World Models
Usually in RL due to credit assignment problems [difficult to train large models with large number of parameters], mostly small NNs with less parameters are used. In this paper, they train large RNN based agents. Basically, the agent is divided into a large world model (learns unsupervised representation of agent environment) and a small controller model(learns a highly compact policy to perform tasks, focuses on credit assignment problems on a small search space).
Note: Credit assignment problem in rl is when feedback is given at the end of the episode, it becomes difficult to figure which steps should receive credit or blame for the final result.
Advantage of learning a world model is that we can make agents learn in the simulated environment generated by the world model itself and develop a policy which can later be used in the actual environment.
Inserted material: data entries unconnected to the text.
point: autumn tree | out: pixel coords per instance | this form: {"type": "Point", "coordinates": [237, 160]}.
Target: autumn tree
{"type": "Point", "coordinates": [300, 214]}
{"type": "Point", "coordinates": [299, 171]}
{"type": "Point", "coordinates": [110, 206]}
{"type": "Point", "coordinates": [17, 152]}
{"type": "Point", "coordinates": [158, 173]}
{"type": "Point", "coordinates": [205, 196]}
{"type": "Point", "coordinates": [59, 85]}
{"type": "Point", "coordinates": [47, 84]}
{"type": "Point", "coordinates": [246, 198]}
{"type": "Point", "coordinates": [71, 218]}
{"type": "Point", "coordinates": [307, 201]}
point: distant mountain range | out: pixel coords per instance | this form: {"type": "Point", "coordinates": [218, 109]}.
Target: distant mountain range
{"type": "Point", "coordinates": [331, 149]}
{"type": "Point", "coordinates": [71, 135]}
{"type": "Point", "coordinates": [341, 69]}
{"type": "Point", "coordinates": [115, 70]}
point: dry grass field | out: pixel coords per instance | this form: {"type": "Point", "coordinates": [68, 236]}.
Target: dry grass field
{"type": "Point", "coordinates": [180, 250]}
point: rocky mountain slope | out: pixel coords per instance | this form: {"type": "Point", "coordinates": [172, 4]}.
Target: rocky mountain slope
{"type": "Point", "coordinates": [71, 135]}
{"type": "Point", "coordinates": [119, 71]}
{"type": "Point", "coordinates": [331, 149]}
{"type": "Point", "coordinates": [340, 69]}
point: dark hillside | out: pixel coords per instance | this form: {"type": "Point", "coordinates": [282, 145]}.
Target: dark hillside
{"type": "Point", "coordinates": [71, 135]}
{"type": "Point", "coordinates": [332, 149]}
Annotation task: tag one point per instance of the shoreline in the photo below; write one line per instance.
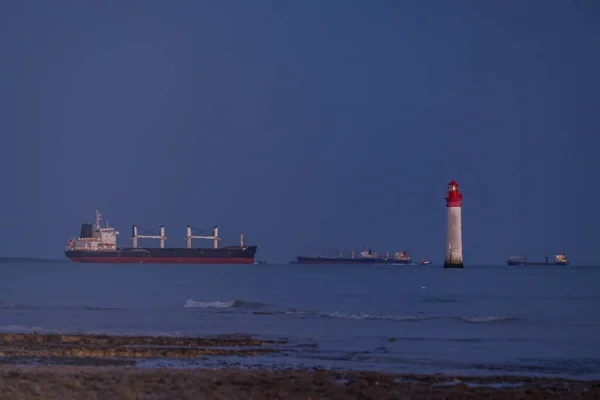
(104, 366)
(131, 382)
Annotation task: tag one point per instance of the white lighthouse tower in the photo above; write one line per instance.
(454, 230)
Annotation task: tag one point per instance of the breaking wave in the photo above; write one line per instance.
(191, 303)
(400, 318)
(15, 306)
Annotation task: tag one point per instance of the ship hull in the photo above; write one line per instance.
(534, 263)
(231, 255)
(342, 260)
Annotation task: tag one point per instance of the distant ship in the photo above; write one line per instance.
(99, 245)
(559, 259)
(364, 257)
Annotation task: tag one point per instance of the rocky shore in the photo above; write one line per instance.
(131, 383)
(101, 366)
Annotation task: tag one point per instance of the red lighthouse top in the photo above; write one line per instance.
(454, 197)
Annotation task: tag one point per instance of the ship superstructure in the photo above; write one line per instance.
(99, 245)
(559, 259)
(364, 257)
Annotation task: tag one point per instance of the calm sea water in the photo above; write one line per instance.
(480, 320)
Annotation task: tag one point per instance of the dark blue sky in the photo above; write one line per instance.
(304, 125)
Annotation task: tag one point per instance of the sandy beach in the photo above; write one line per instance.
(131, 383)
(101, 366)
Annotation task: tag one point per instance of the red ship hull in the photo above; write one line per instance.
(162, 260)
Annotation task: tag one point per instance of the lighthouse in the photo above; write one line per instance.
(454, 229)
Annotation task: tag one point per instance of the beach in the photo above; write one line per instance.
(104, 366)
(290, 331)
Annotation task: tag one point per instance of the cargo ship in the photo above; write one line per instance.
(364, 257)
(559, 259)
(96, 244)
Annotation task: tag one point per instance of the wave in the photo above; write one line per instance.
(440, 300)
(492, 318)
(15, 306)
(103, 308)
(191, 303)
(401, 318)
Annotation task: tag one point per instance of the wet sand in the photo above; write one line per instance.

One problem is agent’s access to the entire environment (hidden states of the game engine not just some observation data) allows agents to potentially exploit some imperfections of the environment (can easily find adversarial policy to fool the model). To prevent this we can train the controller inside a noisier generated environment (controlled by temperature factor). Also, since our world model is an approximate estimation of the real environment(for e.g., even the number of monsters generated in vizdoom env is not exact, it will be exploitable by our agent (controller model).
Three parts

- VAE as a Vision model to encode a high dimensional 2D image at a time frame into a low dimensional latent vector[spatial compression].
- RNN model to make future prediction by compressing image data frames over time [temporal compression]. RNN needs to output stochastic prediction (in the form probability distribution p(z) instead of z) as complex environments are stochastic in nature. It is followed by a mixture density network (MDN) to estimate p(z) as a mixture of gaussian distributions.
- Finally, the controller model is responsible for deciding the action, it is a small, linear model trained with the Covariance-Matrix Adaptation Evolution Strategy.